Embora os argentinos estejam estudando opções para os superendividados do país e Portugal só no ano passado tenha admitido legalmente essa necessidade, porém sem definir procedimentos, segundo Káren, muitos países europeus, como Alemanha, Inglaterra, Bélgica, Finlândia e até o pequeno grão-ducado de Luxemburgo, e mesmo a África do Sul, entre os emergentes, já têm lei para os insolventes, inclusive com a renegociação obrigatória determinada pelo juiz.

Experiências

No Brasil, a experiência das conciliações feitas pelos juizados, uma das bases para a construção do projeto de lei em estudo no Senado, nasceu há sete anos no Rio Grande do Sul, resultado de um projeto de pesquisa de mestrado de duas juízas sob a orientação da professora Claudia. O trabalho inspirou a formação voluntária de núcleos de atendimento aos superendividados na Defensoria Pública do Rio de Janeiro, no Procon paulista e nos tribunais de Pernambuco, Paraná e São Paulo.

Sem dados nacionais, essas experiências locais abastecem os estudos sobre o perfil do superendividado. A maioria não é formada pelo gastador compulsivo e imprevidente — ao contrário do que crê o senso comum. São os que sofreram aqueles reveses da vida.

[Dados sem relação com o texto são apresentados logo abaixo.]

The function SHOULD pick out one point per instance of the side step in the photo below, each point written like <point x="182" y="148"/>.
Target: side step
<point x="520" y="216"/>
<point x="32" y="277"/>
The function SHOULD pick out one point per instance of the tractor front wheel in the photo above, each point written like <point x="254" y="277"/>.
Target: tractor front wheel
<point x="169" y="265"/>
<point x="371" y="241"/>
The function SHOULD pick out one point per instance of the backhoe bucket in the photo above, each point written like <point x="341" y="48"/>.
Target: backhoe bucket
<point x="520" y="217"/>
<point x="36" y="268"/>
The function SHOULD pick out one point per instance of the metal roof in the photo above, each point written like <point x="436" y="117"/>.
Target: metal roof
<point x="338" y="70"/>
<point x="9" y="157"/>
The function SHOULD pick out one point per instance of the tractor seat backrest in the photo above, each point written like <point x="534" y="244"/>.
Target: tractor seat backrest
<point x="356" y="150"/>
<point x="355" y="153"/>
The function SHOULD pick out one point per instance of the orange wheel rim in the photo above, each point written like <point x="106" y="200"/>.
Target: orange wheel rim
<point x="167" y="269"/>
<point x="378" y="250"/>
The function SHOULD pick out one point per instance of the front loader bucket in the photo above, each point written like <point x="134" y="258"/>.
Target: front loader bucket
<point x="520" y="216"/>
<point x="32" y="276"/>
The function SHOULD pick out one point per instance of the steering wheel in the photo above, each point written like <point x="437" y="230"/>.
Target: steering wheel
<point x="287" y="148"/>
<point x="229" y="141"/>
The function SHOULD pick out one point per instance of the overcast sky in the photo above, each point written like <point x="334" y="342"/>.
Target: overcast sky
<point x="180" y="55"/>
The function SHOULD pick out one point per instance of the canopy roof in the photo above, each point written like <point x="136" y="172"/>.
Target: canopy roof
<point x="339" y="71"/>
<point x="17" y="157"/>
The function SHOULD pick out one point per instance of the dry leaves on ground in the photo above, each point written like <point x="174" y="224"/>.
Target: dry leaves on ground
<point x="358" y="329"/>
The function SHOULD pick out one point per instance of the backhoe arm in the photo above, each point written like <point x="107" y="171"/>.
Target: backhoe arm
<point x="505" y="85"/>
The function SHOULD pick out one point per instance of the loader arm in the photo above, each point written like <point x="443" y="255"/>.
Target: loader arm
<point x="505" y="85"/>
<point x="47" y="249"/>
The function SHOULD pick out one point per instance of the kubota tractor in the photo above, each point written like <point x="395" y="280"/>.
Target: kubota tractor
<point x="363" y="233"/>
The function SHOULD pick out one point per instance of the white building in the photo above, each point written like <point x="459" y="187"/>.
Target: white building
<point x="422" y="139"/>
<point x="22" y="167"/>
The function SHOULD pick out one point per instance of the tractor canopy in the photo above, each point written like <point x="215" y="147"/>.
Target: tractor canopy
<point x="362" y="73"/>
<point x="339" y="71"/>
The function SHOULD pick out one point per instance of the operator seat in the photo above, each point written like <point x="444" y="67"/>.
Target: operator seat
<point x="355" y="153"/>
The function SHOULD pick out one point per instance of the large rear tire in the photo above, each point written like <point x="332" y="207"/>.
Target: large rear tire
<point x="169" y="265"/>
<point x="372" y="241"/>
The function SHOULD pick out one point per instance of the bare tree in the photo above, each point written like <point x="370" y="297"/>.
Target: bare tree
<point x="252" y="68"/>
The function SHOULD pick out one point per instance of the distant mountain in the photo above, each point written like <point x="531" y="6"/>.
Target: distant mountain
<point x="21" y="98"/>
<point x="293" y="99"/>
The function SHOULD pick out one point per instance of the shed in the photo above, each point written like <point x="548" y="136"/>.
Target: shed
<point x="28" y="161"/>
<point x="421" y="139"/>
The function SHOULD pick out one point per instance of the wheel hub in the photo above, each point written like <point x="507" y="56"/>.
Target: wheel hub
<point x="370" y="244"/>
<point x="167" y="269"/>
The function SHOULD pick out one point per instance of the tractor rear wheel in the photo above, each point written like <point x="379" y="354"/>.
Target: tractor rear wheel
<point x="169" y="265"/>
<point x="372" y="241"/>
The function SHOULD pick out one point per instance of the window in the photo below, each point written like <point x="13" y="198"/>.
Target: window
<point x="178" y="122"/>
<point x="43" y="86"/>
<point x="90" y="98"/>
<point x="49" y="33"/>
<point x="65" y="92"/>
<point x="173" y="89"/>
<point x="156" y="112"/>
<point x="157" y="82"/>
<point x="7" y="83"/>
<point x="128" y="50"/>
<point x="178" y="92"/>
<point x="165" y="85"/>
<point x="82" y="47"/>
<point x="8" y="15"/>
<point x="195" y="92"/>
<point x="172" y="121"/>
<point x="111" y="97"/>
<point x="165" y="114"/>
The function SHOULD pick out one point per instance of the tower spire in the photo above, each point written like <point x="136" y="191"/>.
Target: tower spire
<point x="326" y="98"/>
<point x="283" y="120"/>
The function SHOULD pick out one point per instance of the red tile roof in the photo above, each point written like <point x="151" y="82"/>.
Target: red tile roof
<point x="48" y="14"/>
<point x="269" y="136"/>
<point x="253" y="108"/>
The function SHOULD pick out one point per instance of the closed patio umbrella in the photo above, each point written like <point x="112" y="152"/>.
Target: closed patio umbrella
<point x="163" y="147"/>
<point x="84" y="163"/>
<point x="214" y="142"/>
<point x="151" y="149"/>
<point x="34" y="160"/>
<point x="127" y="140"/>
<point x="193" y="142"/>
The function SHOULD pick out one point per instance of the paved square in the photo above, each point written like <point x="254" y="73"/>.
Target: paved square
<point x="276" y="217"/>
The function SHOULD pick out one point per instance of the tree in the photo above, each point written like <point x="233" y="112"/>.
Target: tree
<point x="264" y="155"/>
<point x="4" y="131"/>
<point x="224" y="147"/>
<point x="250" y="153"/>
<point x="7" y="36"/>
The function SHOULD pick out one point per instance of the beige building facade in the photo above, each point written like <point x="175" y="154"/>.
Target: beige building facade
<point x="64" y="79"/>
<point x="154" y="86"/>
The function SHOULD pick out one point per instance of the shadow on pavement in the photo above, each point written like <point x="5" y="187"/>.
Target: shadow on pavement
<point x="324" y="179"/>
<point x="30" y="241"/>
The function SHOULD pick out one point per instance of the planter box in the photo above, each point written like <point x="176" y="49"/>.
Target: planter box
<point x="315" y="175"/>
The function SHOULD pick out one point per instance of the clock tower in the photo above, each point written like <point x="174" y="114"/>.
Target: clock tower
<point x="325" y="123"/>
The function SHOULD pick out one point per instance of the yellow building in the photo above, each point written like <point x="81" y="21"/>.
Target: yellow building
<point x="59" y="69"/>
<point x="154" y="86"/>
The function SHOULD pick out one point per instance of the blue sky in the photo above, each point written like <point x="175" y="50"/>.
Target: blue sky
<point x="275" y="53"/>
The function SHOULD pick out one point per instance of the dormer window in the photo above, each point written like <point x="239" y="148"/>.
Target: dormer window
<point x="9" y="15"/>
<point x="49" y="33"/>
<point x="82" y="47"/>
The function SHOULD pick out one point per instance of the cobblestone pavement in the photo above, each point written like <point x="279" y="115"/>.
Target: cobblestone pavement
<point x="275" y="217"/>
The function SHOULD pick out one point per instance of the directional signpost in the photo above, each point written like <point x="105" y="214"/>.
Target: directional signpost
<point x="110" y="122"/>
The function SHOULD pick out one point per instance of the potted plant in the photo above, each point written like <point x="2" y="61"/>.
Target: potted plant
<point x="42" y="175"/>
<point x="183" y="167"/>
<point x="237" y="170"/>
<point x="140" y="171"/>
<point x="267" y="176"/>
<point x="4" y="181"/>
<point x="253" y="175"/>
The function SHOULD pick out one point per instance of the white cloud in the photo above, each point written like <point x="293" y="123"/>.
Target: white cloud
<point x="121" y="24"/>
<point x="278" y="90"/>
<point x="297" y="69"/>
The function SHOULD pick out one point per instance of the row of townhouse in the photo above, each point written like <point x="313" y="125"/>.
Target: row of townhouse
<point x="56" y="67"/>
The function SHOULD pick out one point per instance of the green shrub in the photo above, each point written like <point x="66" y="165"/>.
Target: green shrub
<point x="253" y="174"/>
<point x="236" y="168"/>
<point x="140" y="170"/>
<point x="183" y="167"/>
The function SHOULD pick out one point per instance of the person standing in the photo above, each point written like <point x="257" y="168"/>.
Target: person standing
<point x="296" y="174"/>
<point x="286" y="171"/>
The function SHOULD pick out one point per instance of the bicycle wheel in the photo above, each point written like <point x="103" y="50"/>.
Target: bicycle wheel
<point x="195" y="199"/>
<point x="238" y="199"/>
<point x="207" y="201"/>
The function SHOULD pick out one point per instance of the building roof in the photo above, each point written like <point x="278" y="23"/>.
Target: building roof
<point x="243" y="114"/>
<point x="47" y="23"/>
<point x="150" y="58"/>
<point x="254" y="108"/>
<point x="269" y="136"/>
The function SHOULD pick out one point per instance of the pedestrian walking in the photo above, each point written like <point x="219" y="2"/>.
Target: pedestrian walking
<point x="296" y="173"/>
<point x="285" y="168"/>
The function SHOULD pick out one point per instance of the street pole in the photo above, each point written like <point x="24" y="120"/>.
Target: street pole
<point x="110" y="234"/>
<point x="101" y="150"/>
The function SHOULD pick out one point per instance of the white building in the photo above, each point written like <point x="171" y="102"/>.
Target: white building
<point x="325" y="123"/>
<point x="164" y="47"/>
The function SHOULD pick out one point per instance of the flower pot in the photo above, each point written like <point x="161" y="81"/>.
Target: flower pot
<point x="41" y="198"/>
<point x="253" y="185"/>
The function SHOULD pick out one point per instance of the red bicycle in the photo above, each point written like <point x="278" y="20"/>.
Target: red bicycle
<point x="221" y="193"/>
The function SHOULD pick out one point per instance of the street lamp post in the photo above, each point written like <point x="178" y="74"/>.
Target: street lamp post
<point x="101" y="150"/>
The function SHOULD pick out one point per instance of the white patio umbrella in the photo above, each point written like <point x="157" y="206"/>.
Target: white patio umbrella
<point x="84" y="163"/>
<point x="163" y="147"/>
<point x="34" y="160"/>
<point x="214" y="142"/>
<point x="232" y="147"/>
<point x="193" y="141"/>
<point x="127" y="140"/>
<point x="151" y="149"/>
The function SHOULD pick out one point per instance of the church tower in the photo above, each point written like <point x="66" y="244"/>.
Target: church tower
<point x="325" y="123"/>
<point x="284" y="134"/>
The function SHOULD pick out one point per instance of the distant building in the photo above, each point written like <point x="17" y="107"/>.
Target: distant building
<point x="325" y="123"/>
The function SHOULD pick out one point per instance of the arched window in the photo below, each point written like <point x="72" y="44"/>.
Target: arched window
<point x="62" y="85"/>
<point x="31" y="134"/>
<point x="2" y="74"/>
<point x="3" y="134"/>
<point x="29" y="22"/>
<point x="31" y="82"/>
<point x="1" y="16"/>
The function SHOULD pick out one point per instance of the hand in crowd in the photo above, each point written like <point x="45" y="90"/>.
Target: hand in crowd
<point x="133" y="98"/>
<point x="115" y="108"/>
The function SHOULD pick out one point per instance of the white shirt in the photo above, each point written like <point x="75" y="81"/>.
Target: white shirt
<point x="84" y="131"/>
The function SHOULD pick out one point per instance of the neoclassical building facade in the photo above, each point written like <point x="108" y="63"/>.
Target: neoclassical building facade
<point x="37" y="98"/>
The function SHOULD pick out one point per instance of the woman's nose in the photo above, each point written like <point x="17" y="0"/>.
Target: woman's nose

É verdade que ele precisa aprender a se planejar e adquirir conhecimentos que o protejam, o que os especialistas chamam de educação financeira. E também precisa aprender a poupar, a identificar as armadilhas publicitárias e a analisar na ponta do lápis as ofertas de crédito fácil.

Mas o consumidor brasileiro, de acordo com a professora de psicologia social Inês Hennigen, também da UFRGS, não pode enfrentar sozinho a engrenagem publicitária que tenta moldar padrões de consumo, induzir decisões de compra e oferecer crédito indiscriminado inclusive para quem não tem condições de pagar. Para formar o consumidor consciente, ainda na visão dela, o país precisa de mudanças mais profundas, tanto na área educacional quanto na cultural.